バニラ

 父は異形と相成りました。

 父よ、世を怨みながらの死こそが貴方に相応しき最期で在りました。

 然しながら父よ、

 貴方を殺した男を愛した私を、怨むなかれ。




 例えば世界の正論が其処に在るとする。正論と謂うよりは寧ろ『在り来たりで当たり前な事実』。無から有は生まれない。働かなければ食べていけないし、手を伸ばして包帯を掴まなければ血は流れたまま。

 逆を言えば、現実的にも精神的にも『刃物』を『持たなければ』傷つく事は無い。其れこそが世界が最後に与える優しさだ。すべては自業自得。

 己の放り投げた問いが跳ね返って自分にぶつかるだけだ。





バニラ

(髄まで喰らえ、喰らいて嘆け)

香 に は 甘 く
舌 に は 苦 い









「俺は恐れて居るのですよ。人間の思惟と謂うものを」

 浅葱の着物を纏った彼は、ごく普通の青年に過ぎないと少女は思う。着流しの合わせから覗く肌には包帯が巻かれていた。月明かりに照らされた其の顔は青白く、然し凛然とした気高さだけは損なわれることは無かった。

 細められた青年の蒼瞳から其の意趣を読み取る事は出来なかったが、まあ良い。彼は其れを自分の為に口にしている。

 彼女について。そう。彼答えて曰く――恐ろしいのだそうだ。

「では、貴方はずっと独りで居ると謂うのですか?誰とも交わらず誰の体温を知る事も無く、私の気持ちを知りながら、私にだけ其の様に内心を吐露して。そして可哀想に想った私が貴方に手を伸ばせば、要らないなどと謂うのでしょう?」

 言葉に伴わず、其れは優しい糾弾であった。

 潮風がふたりの髪を煽った。眼前に広がるは蒼茫たる海原。其れは少女が愛している青年の瞳と同じ色。そう、青年はそれはそれは珍しい蒼瞳をしていた。只、海を見ても深夜の今、其処に在るのは青年の心の闇を引き延ばしたような黒い水ではあったが。

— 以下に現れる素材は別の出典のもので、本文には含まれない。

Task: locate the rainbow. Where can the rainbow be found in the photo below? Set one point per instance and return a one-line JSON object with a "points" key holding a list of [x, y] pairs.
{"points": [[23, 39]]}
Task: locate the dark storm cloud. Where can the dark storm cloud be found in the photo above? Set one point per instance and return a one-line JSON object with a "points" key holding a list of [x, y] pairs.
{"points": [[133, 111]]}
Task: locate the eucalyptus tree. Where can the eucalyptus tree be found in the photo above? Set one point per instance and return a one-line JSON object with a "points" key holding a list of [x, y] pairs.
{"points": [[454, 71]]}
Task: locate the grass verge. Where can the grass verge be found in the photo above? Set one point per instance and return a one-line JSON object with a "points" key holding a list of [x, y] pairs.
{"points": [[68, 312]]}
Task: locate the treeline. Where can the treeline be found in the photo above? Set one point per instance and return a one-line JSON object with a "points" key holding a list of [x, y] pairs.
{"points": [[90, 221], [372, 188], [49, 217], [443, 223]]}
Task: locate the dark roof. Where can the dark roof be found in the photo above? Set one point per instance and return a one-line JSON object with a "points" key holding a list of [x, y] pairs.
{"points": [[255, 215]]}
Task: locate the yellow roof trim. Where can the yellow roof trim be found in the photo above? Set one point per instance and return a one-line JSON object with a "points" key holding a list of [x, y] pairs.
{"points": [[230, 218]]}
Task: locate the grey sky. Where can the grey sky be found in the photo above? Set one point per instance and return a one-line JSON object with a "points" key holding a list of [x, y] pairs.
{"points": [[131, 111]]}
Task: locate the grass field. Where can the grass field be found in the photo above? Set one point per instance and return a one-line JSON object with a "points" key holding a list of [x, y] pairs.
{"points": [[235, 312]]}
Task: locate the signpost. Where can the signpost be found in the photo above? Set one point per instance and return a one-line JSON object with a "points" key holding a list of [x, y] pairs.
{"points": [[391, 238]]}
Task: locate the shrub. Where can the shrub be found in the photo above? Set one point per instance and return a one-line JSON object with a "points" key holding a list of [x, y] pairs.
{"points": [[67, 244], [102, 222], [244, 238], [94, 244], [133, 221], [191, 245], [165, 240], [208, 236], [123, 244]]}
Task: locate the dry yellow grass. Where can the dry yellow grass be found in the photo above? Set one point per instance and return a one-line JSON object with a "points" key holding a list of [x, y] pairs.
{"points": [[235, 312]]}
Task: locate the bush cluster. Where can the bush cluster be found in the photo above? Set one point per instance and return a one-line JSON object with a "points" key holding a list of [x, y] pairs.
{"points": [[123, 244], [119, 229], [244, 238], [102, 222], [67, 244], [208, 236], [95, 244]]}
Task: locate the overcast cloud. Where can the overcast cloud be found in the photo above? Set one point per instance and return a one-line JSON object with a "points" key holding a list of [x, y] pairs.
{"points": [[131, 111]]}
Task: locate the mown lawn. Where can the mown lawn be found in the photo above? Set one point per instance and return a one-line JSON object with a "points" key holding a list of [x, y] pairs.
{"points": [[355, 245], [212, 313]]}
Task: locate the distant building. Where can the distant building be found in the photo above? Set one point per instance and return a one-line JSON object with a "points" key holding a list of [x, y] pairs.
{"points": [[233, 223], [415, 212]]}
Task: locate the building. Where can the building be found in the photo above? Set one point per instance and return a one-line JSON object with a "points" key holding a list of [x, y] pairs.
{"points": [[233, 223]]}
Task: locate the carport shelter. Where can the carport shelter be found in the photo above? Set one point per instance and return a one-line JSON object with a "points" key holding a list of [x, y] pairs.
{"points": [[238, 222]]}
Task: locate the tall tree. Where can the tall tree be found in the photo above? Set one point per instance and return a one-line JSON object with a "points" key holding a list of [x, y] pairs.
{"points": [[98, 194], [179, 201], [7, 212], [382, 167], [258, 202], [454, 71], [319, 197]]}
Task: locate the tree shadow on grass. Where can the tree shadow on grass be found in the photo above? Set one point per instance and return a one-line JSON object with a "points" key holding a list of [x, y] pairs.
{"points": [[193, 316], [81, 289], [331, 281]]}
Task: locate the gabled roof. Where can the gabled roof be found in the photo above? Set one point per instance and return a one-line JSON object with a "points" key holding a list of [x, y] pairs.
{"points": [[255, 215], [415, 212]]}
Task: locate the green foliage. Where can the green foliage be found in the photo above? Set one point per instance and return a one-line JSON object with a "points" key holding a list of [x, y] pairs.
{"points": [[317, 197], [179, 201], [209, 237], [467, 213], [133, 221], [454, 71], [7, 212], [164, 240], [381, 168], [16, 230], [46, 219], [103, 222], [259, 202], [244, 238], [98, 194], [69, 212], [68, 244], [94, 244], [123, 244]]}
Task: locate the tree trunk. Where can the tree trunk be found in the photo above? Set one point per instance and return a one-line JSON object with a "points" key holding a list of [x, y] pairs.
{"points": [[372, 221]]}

 然しながら人を救うのはいつだって世の事象で、ヒトは『ヒト』に優しくない。其れでも、彼女は気難しくも気高い此の男を愛していた。

 ふむ、と少女は思う。彼と暮らして三月。良家の娘が夜中に男と連れ添って歩くなど、様々な噂を立てられていることだろうと思う。でも致し方無い。私は此の青年が好きなのだ。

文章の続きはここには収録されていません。